First, we need to define a struct to represent the data in our CSV file:
use serde::Deserialize;
#[derive(Debug, Deserialize)]
struct Person {
id: u32,
name: String,
age: u32,
}
impl Person {
fn from_record(record: csv::StringRecord) -> Result<Self, csv::Error> {
let person: Person = record.deserialize(None)?;
Ok(person)
}
}
In this code, we define a Person
struct with fields for id
, name
, and age
. We derive the Deserialize
trait from the serde
crate, which allows us to deserialize CSV records directly into Person
instances.
Next, let’s create a function to read the CSV file and return a Vec<Person>
:
use std::error::Error;
use std::fs::File;
use std::path::Path;
fn read_csv<P: AsRef<Path>>(path: P) -> Result<Vec<Person>, Box<dyn Error>> {
let file = File::open(path)?;
let mut reader = csv::Reader::from_reader(file);
let mut persons: Vec<Person> = Vec::new();
for result in reader.records() {
let record = result?;
let person = Person::from_record(record)?;
persons.push(person);
}
Ok(persons)
}
This function opens the given file, creates a csv::Reader
to read the contents, and iterates over the records to deserialize them into Person
instances. The function returns a Result<Vec<Person>, Box<dyn Error>>
, allowing the caller to handle any errors that may occur.

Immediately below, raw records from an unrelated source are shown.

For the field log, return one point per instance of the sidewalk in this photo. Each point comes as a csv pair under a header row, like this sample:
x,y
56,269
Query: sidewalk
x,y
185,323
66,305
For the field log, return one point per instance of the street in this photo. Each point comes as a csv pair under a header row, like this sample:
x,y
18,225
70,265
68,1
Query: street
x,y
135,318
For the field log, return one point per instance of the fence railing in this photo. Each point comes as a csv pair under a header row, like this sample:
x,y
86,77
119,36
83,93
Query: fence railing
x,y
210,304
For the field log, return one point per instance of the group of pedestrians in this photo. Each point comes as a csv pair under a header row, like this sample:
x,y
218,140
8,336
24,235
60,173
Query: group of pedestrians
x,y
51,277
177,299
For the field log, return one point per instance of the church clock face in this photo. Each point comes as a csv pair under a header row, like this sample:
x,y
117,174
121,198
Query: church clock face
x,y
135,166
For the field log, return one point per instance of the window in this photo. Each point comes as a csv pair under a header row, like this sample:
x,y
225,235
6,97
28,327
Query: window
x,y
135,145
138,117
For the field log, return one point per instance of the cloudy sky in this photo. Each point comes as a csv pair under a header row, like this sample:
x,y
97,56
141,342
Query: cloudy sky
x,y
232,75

Now that we can read the CSV data into a Vec<Person>
, we can implement the sorting and filtering operations. Let’s define a function that takes a slice of Person
, an age threshold, and returns a new, sorted Vec<Person>
that only includes people older than the given age:
fn filter_and_sort(persons: &[Person], age_threshold: u32) -> Vec<Person> {
let mut filtered_persons: Vec<Person> = persons
.iter()
.filter(|person| person.age > age_threshold)
.cloned()
.collect();
filtered_persons.sort_by_key(|person| person.age);
filtered_persons
}
This function uses Rust’s iterator methods to filter and sort the data. The filter
method removes any Person
with an age less than or equal to the age threshold, and the sort_by_key
method sorts the remaining records by age.

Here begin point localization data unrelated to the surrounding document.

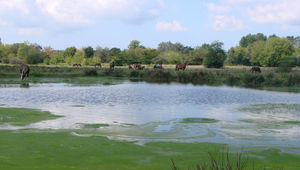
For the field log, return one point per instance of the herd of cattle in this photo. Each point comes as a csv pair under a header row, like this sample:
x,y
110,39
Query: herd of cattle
x,y
24,69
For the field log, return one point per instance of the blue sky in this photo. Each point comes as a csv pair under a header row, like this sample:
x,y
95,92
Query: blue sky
x,y
114,23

Finally, let’s create a function to write the filtered and sorted data to a new CSV file:
use std::io::Write;
fn write_csv<P: AsRef<Path>>(persons: &[Person], path: P) -> Result<(), Box<dyn Error>> {
let file = File::create(path)?;
let mut writer = csv::Writer::from_writer(file);
for person in persons {
writer.serialize(person)?;
}
writer.flush()?;
Ok(())
}
This function creates a new CSV file, initializes a csv::Writer
, and serializes the Person
instances to the writer. It then flushes the writer to ensure that all data is written to disk.
With all the necessary functions defined, we can now bring everything together in a main function to read in the CSV data, filter and sort it, and write the output to a new file:
use std::error::Error;
use std::fs::File;
use std::path::Path;
#[derive(Debug, serde::Deserialize, serde::Serialize)]
struct Person {
name: String,
age: u32,
}
fn main() -> Result<(), Box<dyn Error>> {
let filename = "input.csv";
let age_threshold = 30;
let persons = read_csv(filename)?;
let filtered_persons = filter_and_sort(&persons, age_threshold);
write_csv(&filtered_persons, "output.csv")?;
Ok(())
}
This main function reads in the input CSV file, filters and sorts the data using the filter_and_sort function, and writes the output to a new CSV file using the write_csv function. It uses Rust’s error handling mechanisms to propagate any errors that occur during the execution of the program.
In summary, we have implemented a simple program in Rust to read in CSV data, filter and sort it based on a given age threshold, and write the output to a new CSV file. By using Rust’s strong type system and functional programming features, we can write concise and efficient code that is easy to reason about and maintain.